Giter VIP home page Giter VIP logo

codequestion's Introduction

Semantic search for developers

Version GitHub last commit GitHub issues Build Status Coverage Status


codequestion is a semantic search application for developer questions.

demo

Developers typically have a web browser window open while they work and run web searches as questions arise. With codequestion, this can be done from a local context. This application executes similarity queries to find similar questions to the input query.

The default model for codequestion is built off the Stack Exchange Dumps on archive.org. Once a model is installed, codequestion runs locally, no network connection is required.

architecture architecture

codequestion is built with Python 3.8+ and txtai.

Installation

The easiest way to install is via pip and PyPI

pip install codequestion

Python 3.8+ is supported. Using a Python virtual environment is recommended.

codequestion can also be installed directly from GitHub to access the latest, unreleased features.

pip install git+https://github.com/neuml/codequestion

See this link for environment-specific troubleshooting.

Download a model

Once codequestion is installed, a model needs to be downloaded.

python -m codequestion.download

The model will be stored in ~/.codequestion/

The model can also be manually installed if the machine doesn't have direct internet access. The default model is pulled from the GitHub release page

unzip cqmodel.zip ~/.codequestion

Search

Start up a codequestion shell to get started.

codequestion

A prompt will appear. Queries can be typed into the console. Type help to see all available commands.

demo

Topics

The latest release integrates txtai 5.0, which has support for semantic graphs.

Semantic graphs add support for topic modeling and path traversal. Topics organize questions into groups with similar concepts. Path traversal uses the semantic graph to show how two potentially disparate entries are connected. An example covering both topic and path traversal is shown below.

topics

VS Code

A codequestion prompt can be started within Visual Studio Code. This enables asking coding questions right from your IDE.

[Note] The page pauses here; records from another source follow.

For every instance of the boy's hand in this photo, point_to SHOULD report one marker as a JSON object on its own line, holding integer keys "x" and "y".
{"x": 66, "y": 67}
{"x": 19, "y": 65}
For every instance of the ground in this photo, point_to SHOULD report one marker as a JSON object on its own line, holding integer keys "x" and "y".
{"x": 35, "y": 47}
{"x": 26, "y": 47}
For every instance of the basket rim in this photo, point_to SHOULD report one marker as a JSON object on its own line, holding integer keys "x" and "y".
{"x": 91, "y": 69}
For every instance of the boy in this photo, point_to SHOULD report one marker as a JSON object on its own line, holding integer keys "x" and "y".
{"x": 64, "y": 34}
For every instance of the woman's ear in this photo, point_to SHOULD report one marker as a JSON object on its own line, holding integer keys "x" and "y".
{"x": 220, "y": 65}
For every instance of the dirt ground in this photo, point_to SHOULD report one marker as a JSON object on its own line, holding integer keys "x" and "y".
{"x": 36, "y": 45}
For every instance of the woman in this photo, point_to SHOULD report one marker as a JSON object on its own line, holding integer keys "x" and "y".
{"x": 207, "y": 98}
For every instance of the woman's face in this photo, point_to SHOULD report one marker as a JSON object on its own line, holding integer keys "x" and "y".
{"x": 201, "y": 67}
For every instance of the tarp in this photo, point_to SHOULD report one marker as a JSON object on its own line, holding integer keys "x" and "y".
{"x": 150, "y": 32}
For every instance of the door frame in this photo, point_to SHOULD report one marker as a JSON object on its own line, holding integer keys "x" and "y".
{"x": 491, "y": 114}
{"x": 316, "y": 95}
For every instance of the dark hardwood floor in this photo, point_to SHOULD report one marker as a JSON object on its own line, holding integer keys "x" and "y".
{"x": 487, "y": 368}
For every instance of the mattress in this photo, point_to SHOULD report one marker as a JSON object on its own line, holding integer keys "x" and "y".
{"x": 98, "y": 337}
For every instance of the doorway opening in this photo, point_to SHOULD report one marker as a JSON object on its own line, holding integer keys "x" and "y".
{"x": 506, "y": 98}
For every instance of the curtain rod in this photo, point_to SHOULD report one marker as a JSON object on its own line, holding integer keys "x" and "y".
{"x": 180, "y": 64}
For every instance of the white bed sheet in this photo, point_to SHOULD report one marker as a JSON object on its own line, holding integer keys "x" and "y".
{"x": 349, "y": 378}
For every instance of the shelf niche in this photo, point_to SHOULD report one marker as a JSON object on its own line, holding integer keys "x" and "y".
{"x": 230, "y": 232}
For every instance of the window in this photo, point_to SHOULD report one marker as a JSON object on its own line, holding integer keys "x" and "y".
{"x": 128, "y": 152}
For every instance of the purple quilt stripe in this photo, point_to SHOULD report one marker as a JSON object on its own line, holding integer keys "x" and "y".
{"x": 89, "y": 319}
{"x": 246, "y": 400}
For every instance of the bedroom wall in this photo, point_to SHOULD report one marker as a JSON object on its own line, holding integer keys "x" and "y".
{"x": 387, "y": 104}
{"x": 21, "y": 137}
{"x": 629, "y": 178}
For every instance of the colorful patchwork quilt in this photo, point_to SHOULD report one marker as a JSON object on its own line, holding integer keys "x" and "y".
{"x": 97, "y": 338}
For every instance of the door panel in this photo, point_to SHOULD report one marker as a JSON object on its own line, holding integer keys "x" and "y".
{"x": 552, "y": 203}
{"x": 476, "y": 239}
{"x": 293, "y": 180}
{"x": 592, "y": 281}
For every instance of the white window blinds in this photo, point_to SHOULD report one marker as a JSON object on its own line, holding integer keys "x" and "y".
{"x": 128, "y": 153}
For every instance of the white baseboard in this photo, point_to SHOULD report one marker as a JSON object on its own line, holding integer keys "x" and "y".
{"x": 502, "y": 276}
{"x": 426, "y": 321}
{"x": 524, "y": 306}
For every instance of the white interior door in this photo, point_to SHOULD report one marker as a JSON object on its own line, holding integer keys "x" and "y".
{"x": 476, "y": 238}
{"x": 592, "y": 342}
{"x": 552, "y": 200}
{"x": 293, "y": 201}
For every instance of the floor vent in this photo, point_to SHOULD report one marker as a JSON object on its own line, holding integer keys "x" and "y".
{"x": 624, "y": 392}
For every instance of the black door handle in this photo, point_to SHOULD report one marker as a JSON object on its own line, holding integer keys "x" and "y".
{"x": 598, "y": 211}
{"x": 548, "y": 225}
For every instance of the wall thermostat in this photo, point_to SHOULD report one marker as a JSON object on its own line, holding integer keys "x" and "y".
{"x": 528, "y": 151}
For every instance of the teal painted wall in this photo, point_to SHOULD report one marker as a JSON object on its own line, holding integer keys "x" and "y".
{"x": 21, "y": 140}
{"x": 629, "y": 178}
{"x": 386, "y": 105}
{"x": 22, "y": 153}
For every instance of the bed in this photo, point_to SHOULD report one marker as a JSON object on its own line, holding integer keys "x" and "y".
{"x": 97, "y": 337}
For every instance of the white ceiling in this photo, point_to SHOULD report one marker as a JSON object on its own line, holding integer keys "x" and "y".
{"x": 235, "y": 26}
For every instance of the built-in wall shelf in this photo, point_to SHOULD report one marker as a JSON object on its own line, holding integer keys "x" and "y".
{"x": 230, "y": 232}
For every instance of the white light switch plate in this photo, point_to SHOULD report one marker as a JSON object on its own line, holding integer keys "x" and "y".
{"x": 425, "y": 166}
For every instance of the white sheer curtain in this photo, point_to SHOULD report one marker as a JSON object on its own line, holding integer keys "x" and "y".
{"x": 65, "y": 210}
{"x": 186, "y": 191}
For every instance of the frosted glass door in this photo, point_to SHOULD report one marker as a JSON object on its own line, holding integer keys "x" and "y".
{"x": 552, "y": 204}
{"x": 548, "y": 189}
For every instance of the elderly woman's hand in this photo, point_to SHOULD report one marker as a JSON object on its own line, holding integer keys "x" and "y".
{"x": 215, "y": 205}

Run Ctrl+` to open a new terminal then type codequestion.

vscode

API service

codequestion builds a standard txtai embeddings index. As such, it supports hosting the index via a txtai API service.

Running the following:

app.yml

path: /home/user/.codequestion/models/stackexchange/
embeddings:
# Install API extra
pip install txtai[api]

# Start API
CONFIG=app.yml uvicorn "txtai.api:app"

# Test API
curl "http://127.0.0.1:8000/search?query=python+query+sqlite&limit=1"

Outputs:

[{
    "id":"616429",
    "text":"How to fetch data from sqlite using python? stackoverflow python sqlite",
    "score":0.8401689529418945
}]

Additional metadata fields can be pulled back with SQL statements.

curl
    --get
    --data-urlencode "query=select id, date, tags, question, score from txtai where similar('python query sqlite')"
    --data-urlencode "limit=1"
    "http://127.0.0.1:8000/search"
[{
    "id":"616429",
    "date":"2022-05-23T10:45:40.397",
    "tags":"python sqlite",
    "question":"How to fetch data from sqlite using python?",
    "score":0.8401689529418945
}]

Tech overview

The following is an overview covering how this project works.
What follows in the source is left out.